Right.  It's the body I'm concerned about.

>and is parallel to the case of unwrapped 
> application/xml I think [2]:
> 
> "An ultimate SOAP receiver MUST correctly process the immediate children of 
> the SOAP body (see 5.3 SOAP Body). However, with the exception of SOAP 
> faults (see 5.4 SOAP Fault), Part 1 of this specification (this document) 
> mandates no particular structure or interpretation of these elements, and 
> provides no standard means for specifying the processing to be done."
> 
> So, in the case of faults, the root QName determines the interpretation 
> because the spec says it does.

Mostly agreed.  I'll avoid the "When is a fault a fault"[1] question for
purposes of expediency. 8-)

>For other bodies, there is no such 
> assumption.  As with complete XML documents, you know it's XML, but beyond 
> that the means used to decide on the significance are beyond the scope of 
> the XML or SOAP specs respectively.  Other specs may provide such 
> interpretations (e.g. the XHTML spec), and many of them do key on the root 
> QName.

IMO, that is the role currently played by media types, or more
specifically their use in other specifications such as HTTP.
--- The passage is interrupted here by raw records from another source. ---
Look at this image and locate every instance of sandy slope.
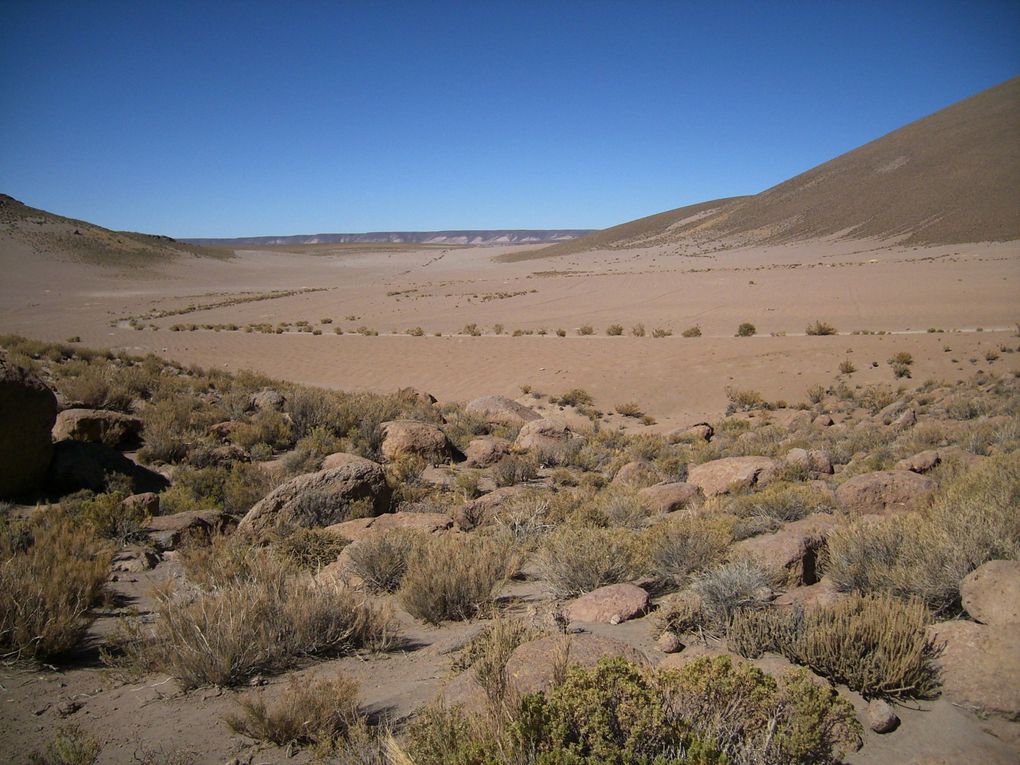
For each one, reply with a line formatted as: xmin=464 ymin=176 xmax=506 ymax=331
xmin=0 ymin=241 xmax=1020 ymax=424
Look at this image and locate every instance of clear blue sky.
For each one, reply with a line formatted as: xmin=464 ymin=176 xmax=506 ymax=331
xmin=0 ymin=0 xmax=1020 ymax=237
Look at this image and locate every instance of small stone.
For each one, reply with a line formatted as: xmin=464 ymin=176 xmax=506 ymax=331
xmin=868 ymin=699 xmax=900 ymax=733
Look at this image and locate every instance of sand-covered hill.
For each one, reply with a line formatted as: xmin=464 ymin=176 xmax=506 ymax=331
xmin=512 ymin=78 xmax=1020 ymax=259
xmin=0 ymin=194 xmax=233 ymax=267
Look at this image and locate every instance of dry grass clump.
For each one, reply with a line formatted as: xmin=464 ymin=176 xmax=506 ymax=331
xmin=226 ymin=675 xmax=363 ymax=747
xmin=0 ymin=515 xmax=113 ymax=659
xmin=536 ymin=526 xmax=641 ymax=598
xmin=822 ymin=453 xmax=1020 ymax=614
xmin=646 ymin=515 xmax=732 ymax=587
xmin=347 ymin=528 xmax=421 ymax=593
xmin=123 ymin=551 xmax=396 ymax=687
xmin=398 ymin=534 xmax=519 ymax=624
xmin=727 ymin=594 xmax=938 ymax=699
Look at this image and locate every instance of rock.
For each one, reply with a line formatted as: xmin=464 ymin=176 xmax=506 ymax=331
xmin=655 ymin=631 xmax=683 ymax=654
xmin=238 ymin=460 xmax=393 ymax=533
xmin=687 ymin=457 xmax=779 ymax=497
xmin=0 ymin=351 xmax=57 ymax=499
xmin=928 ymin=621 xmax=1020 ymax=721
xmin=612 ymin=460 xmax=662 ymax=487
xmin=46 ymin=441 xmax=169 ymax=494
xmin=835 ymin=470 xmax=937 ymax=515
xmin=564 ymin=583 xmax=648 ymax=624
xmin=381 ymin=419 xmax=454 ymax=465
xmin=638 ymin=481 xmax=701 ymax=513
xmin=960 ymin=560 xmax=1020 ymax=634
xmin=53 ymin=409 xmax=142 ymax=449
xmin=896 ymin=449 xmax=942 ymax=473
xmin=786 ymin=449 xmax=832 ymax=476
xmin=666 ymin=422 xmax=715 ymax=444
xmin=868 ymin=699 xmax=900 ymax=733
xmin=120 ymin=492 xmax=159 ymax=516
xmin=513 ymin=418 xmax=572 ymax=453
xmin=464 ymin=436 xmax=510 ymax=467
xmin=453 ymin=487 xmax=527 ymax=531
xmin=142 ymin=510 xmax=237 ymax=550
xmin=732 ymin=513 xmax=836 ymax=587
xmin=464 ymin=396 xmax=542 ymax=425
xmin=249 ymin=388 xmax=287 ymax=412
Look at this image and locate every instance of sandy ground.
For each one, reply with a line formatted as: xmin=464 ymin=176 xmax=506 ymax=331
xmin=0 ymin=242 xmax=1020 ymax=427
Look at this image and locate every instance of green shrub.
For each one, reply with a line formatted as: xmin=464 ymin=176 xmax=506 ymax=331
xmin=536 ymin=526 xmax=641 ymax=597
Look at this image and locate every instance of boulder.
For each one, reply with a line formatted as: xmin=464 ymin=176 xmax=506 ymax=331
xmin=381 ymin=419 xmax=454 ymax=465
xmin=732 ymin=513 xmax=836 ymax=587
xmin=238 ymin=460 xmax=393 ymax=533
xmin=464 ymin=396 xmax=542 ymax=425
xmin=835 ymin=470 xmax=937 ymax=515
xmin=46 ymin=441 xmax=169 ymax=494
xmin=786 ymin=449 xmax=833 ymax=476
xmin=513 ymin=418 xmax=571 ymax=452
xmin=53 ymin=409 xmax=142 ymax=449
xmin=453 ymin=487 xmax=527 ymax=531
xmin=960 ymin=560 xmax=1020 ymax=634
xmin=612 ymin=460 xmax=662 ymax=487
xmin=464 ymin=436 xmax=510 ymax=467
xmin=928 ymin=620 xmax=1020 ymax=721
xmin=0 ymin=351 xmax=57 ymax=499
xmin=638 ymin=481 xmax=701 ymax=513
xmin=896 ymin=449 xmax=942 ymax=473
xmin=564 ymin=583 xmax=648 ymax=624
xmin=666 ymin=422 xmax=715 ymax=444
xmin=687 ymin=457 xmax=779 ymax=497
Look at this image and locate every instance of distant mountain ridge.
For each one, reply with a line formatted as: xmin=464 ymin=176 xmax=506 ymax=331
xmin=182 ymin=228 xmax=595 ymax=247
xmin=510 ymin=78 xmax=1020 ymax=261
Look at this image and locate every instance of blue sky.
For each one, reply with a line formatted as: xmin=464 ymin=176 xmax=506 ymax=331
xmin=0 ymin=0 xmax=1020 ymax=237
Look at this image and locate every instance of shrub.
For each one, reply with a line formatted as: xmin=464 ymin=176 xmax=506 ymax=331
xmin=0 ymin=516 xmax=112 ymax=659
xmin=29 ymin=725 xmax=102 ymax=765
xmin=536 ymin=526 xmax=641 ymax=597
xmin=398 ymin=534 xmax=518 ymax=624
xmin=691 ymin=559 xmax=771 ymax=634
xmin=648 ymin=516 xmax=731 ymax=587
xmin=226 ymin=675 xmax=362 ymax=747
xmin=123 ymin=551 xmax=396 ymax=689
xmin=804 ymin=319 xmax=835 ymax=336
xmin=347 ymin=528 xmax=421 ymax=593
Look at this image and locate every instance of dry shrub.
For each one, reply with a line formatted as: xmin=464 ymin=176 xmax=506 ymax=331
xmin=536 ymin=526 xmax=641 ymax=598
xmin=398 ymin=534 xmax=519 ymax=624
xmin=648 ymin=515 xmax=732 ymax=587
xmin=123 ymin=552 xmax=396 ymax=687
xmin=347 ymin=528 xmax=422 ymax=593
xmin=226 ymin=675 xmax=362 ymax=746
xmin=0 ymin=516 xmax=113 ymax=659
xmin=691 ymin=558 xmax=772 ymax=634
xmin=822 ymin=453 xmax=1020 ymax=613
> > There are several problems I see with namespace
> > dispatching which are a direct result of it being
> > an intrinsic rather than an extrinsic mechanism
> > (aka unlayered) like media types.  Amoungst these
> > problems is that it prevents that sample document
> > above from being interpreted using other
> > semantics, such as RDF (in fact, it is a valid
> > RDF/XML document).
> 
> I don't think I ever said that there should be only one legal way to 
> process any given document.

My bad.  What I meant to say above is that the message is unable to
convey certain kinds of semantics.  Consider this SOAP message;

POST some-uri HTTP/1.1
Host: some-host
Content-Type: application/soap+xml
[blank line]
<env:Envelope xmlns:env="http://www.w3.org/2003/05/soap-envelope"> 
<env:Body>
  <Person xmlns="http://personml.example.org/person/">
    <name>Mark Smith</name>
    <age>55</age>
  </Person>
</env:Body>
</env:Envelope>

Since there's no media type for the "Person" sub-document there,
there's no way to distinguish between the several possible
interpretations of the meaning of that message;

- that it's some plain text
- that it's some XML
- that it's some PersonML
- that it's some RDF/XML

So not only does SOAP not say which interpretation is licensed (i.e.
it doesn't require "namespace dispatching"), it doesn't provide any
mechanism for doing so (such as my implicitly suggested "env:mediaType"
attribute on env:Body).

>I do think it is reasonable to write 
> specifications for particular processors (SOAP processors, browsers, etc.) 
> that say:  "this processor will for its purposes key on the QName of the 
> (root) element to determine the processing to be done."  Absolutely it 
> should be possible for a different application to determine its mode of 
> processing on all manner of other available information including that 
> contained within the document (PIs?), outside the document (the media 
> type, the encoding, the length of the file, the date received), etc.
> 
> Just as the root QName is not the right answer in all cases, neither is 
> the media type.  I do think that the interpretation of a document should 
> seldom if even be in conflict with that suggested by the media type or by 
> the specifications for its content (e.g. the XHTML spec).  Thus, to 
> process an image/jpeg as an XML file is surely an error.

>To decide that a 
> given application/xml file is in particular a purchase order based on the 
> root element seems to me not an error, especially if someone has written a 
> specification saying that this is the proper interpretation of that QName. 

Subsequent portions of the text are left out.